The People's Panel

Past consultations - community drug and alcohol recovery service

The county's community drug and alcohol recovery service works to reduce the harm caused by drugs and alcohol by helping people reduce, or ideally, stop their alcohol or drug use. It provides a comprehensive range of support to assist people's recovery, from short periods of treatment for people with less severe problems, through to treatment where problems have become too difficult to deal with alone.

The community drug and alcohol recovery service forms part of a wider programme of activity to reduce drug and alcohol related harm to individuals and families, as well as to the wider community.

The contract for the service is due to end on 31 December 2016 and is held by Turning Point.
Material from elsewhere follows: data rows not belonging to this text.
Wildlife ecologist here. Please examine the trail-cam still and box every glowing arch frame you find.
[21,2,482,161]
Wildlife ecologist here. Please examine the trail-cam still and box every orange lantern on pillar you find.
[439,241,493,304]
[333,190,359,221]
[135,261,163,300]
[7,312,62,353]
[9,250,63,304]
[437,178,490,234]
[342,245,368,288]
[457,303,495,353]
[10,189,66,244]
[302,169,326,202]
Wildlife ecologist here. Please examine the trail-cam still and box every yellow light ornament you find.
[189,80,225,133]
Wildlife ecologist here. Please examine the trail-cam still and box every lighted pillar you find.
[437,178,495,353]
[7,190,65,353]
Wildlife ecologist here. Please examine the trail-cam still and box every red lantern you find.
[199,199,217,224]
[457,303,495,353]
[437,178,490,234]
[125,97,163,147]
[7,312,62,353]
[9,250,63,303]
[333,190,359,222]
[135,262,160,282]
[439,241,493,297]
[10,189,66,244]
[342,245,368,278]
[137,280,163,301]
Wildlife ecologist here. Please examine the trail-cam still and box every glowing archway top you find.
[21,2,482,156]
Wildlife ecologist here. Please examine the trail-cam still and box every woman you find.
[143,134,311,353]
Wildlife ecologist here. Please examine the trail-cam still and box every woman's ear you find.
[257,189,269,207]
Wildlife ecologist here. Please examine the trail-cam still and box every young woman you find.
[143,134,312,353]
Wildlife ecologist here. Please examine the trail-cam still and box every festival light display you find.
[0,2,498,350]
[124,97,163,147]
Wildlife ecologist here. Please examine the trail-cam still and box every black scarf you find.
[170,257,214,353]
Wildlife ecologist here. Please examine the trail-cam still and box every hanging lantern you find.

A 12-week public consultation ran between 15 December 2015 and 8 March 2016, seeking views on four key principles underpinning proposals for the future shape of the drug and alcohol service. The consultation also sought feedback on what makes it easy or difficult to access the service.

Of 226 people who answered, 97 per cent agreed that the service should proactively encourage more people with alcohol issues to seek help and support.

Eighty-eight per cent agreed that the service should provide early interventions that divert low risk individuals from the need for formal treatment, while 82 per cent agreed that dedicated drug and alcohol workers should be located within children's social care teams.

There were also 94 per cent of responders who agreed that the service should be more community-focused.

The new community drug and alcohol service to help vulnerable people across Gloucestershire was discussed by cabinet in April and cabinet agreed to go out to tender; the new contract will be in place by January 2017 and will run for the next five years.

The new service will seek to continue to ensure that people with alcohol and drug problems in the county have access to responsive and effective recovery services that reduce the harm caused by alcohol and drugs. The council wants to build on improvements to date such as better integration across health, social care and criminal justice; closer working with children's services; and a greater emphasis on achieving and sustaining recovery.

The new contract will not fundamentally change the service from 2017, but will continue to evolve and progress the existing good service provided.